Ionic equation: Ag⁺(aq) + I^-(aq) --> AgI(s) (precipitation)
FYI: Adding lead nitrate Pb(NO₃)₂(aq) to an iodide solution gives a yellow ppt.
Pb²⁺(aq) + 2I^-(aq) --> PbI₂(s) (precipitation)

Nitrate NO₃^-

Because all nitrates are soluble, there is no precipitation test for nitrate.

Test with NaOH and Al foil	Test result
Add aqueous NaOH(aq) and then Al foil (or Devarda's alloy which contains aluminium, copper). Warm carefully. Test any gas using moist red litmus paper.	Characteristic smell of ammonia. Gas turns moist red litmus paper blue.

Ionic equation: 3NO₃^-(aq) + Al(s) + 5OH^-(aq) + 18H₂O --> 3NH₃(g) + 8[Al(OH)₄]^-(aq) (redox)
Comment: Aluminium is a reducing agent in the reaction. The oxidation state of aluminium increases from 0 in Al(s) to +3 in [Al(OH)₄]^-. The oxidation state of nitrogen decreases from +5 in NO₃^- to -3 in NH₃.

Sulfate SO₄^2-

Test with BaNO₃(aq)	Test result
Acidify the known solution with dilute nitric acid to get rid of any carbonate impurity and then add barium nitrate Ba(NO₃)₂(aq). Observe for any ppt formed.	White ppt appears.

Ionic equation: SO₄^2-(aq) + Ba²⁺(aq) --> BaSO₄(s) (precipitation)
FYI: Adding lead nitrate Pb(NO₃)₂(aq) to an unknown solution containing SO₄^2-(aq) can also produce a white ppt.
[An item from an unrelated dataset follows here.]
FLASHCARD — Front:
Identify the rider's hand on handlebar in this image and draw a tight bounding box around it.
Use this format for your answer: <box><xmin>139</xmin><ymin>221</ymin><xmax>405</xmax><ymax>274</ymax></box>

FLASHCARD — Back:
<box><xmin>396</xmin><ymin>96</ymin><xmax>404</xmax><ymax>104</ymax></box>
Pb²⁺(aq) + SO₄^2-(aq) --> PbSO₄(s) (precipitation)
FYI: Adding silver nitrate AgNO₃(aq) to a sulfate solution may give a white ppt.
Ag⁺(aq) + SO₄^2-(aq) --> Ag₂SO₄(s) (precipitation)

Test for cations

When the pH of a salt solution is increased by adding an alkali (NaOH(aq) (a strong alkali) or NH₃(aq) (a weak alkali)), an insoluble compound is formed as a ppt. These ppt are metal hydroxides M(OH)_x(s), especially the hydroxides of transition metals. Because the hydroxides of many transition metals have distinct color, they can be used to tell the identity of metal ions present in unknown solutions.

FYI: Hydroxides of Group I metals (e.g. NaOH, KOH) are soluble. They are colorless alkaline solutions. Hydroxides of Group II metals (e.g. Ca(OH)₂, Mg(OH)₂) are slightly soluble.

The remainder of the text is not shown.